Third base was a weakness for Seattle amid an 85-win 2024 season that left the team just short of the playoffs, producing a .643 OPS, 12 home runs and 2.6 rWAR. Even in a down year for the Houston Astros, the 30-year-old Bregman had a .768 OPS, 26 homers and 4.1 rWAR.
This, of course, is not to mention a more specific quality of Bregman's that the Mariners could have used in 2024. He has been among the top 10 percent of hitters at avoiding strikeouts every year since 2018, whereas Mariners hitters fanned a league-high 1,625 times last season.
Alas, Mariners fans are now powerless as they watch the two-time All-Star put these tools to work in Red Sox camp. His professionalism has also had a palpable impact, for which Boston can thank its lucky stars. The last thing it needs is two unhappy third basemen.

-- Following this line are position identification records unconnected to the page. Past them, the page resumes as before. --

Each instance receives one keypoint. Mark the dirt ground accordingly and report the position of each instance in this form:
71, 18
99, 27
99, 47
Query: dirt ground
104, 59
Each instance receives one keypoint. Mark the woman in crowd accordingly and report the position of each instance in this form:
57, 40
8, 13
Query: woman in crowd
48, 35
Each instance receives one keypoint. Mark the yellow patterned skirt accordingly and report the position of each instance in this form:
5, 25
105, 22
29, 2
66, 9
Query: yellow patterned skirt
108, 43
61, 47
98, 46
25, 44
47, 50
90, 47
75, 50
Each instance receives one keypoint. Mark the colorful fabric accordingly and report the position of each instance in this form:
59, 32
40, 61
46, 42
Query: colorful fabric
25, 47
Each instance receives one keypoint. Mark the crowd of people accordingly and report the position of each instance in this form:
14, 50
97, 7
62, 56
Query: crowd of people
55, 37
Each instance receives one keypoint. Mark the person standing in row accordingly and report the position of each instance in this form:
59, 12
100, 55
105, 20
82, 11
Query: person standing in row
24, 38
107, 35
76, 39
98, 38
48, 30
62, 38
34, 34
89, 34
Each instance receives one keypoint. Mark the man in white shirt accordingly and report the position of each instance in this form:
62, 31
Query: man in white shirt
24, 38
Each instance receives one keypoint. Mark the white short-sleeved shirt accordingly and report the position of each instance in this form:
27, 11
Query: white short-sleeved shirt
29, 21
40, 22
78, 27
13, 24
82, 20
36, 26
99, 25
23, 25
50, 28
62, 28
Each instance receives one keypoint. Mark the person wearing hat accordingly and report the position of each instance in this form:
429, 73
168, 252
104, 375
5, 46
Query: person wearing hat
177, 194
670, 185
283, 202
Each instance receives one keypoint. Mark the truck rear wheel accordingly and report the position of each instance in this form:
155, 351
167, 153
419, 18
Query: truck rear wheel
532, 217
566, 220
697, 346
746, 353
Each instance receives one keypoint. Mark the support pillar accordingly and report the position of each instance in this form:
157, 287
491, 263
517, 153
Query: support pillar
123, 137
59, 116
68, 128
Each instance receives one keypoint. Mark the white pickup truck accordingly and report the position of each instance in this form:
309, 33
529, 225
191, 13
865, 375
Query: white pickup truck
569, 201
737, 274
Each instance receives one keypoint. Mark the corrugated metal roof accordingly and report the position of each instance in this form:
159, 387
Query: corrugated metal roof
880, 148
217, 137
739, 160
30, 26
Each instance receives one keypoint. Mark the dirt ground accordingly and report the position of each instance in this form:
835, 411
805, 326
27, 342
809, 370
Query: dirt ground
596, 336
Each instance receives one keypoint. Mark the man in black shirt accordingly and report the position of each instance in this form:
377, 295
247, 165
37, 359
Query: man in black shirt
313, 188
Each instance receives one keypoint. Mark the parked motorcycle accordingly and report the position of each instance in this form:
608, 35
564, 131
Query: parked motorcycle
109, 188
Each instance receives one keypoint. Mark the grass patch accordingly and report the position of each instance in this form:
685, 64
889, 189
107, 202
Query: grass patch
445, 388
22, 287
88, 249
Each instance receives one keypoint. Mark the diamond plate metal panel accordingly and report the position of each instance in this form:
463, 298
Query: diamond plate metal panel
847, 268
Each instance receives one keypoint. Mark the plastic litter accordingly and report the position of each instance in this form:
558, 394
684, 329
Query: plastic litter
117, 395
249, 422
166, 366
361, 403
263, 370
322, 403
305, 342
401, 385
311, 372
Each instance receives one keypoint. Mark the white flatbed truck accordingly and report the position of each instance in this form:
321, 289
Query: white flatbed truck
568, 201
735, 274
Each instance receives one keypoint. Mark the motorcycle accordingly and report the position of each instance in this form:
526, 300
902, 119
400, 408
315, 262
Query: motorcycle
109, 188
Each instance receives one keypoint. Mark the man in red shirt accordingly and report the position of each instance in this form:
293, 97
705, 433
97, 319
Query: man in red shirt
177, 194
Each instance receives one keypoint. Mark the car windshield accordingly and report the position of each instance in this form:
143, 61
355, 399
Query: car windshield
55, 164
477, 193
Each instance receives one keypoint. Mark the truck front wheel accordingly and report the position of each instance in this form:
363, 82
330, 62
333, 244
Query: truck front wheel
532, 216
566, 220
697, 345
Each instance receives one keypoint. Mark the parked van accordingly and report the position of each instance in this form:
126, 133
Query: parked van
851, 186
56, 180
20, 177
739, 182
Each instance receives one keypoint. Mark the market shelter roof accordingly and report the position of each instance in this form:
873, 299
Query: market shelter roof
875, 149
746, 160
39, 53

Signing players like Bregman shouldn't be impossible for the Mariners
In highlighting the Mariners as a plausible, if unlikely fit for Bregman in December, Matt Snyder of CBS Sports wrote that the team needed to be in "aggressive, win-now mode."
That was spot-on in theory. However, we eventually learned via separate reports from Daniel Kramer of MLB.com that the Mariners weren't sold on Bregman's hitting profile at T-Mobile Park (which is fair enough, actually) and that the team had a budget of just $15 million to spend on outside help.
It actually came in under that, with Spotrac putting Seattle's free-agent spending at $11.25 million.
Yet even if the Mariners' failure to sign Bregman is not surprising, it is still symbolically frustrating. Beyond its obvious win-now window, this is a franchise that also has ample resources. The Mariners pulled in $396 million in revenue in 2023 alone, according to Forbes, which ranked ahead of more free-spending teams like the New York Mets and Los Angeles Angels.
It is some comfort that FanGraphs gives the Mariners a 57.2 percent chance of making the playoffs anyway, but a team with arguably MLB's best starting rotation and a generational star in Julio Rodríguez frankly deserves better. And for this, fans can and should direct their consternation firmly in the direction of owner John Stanton.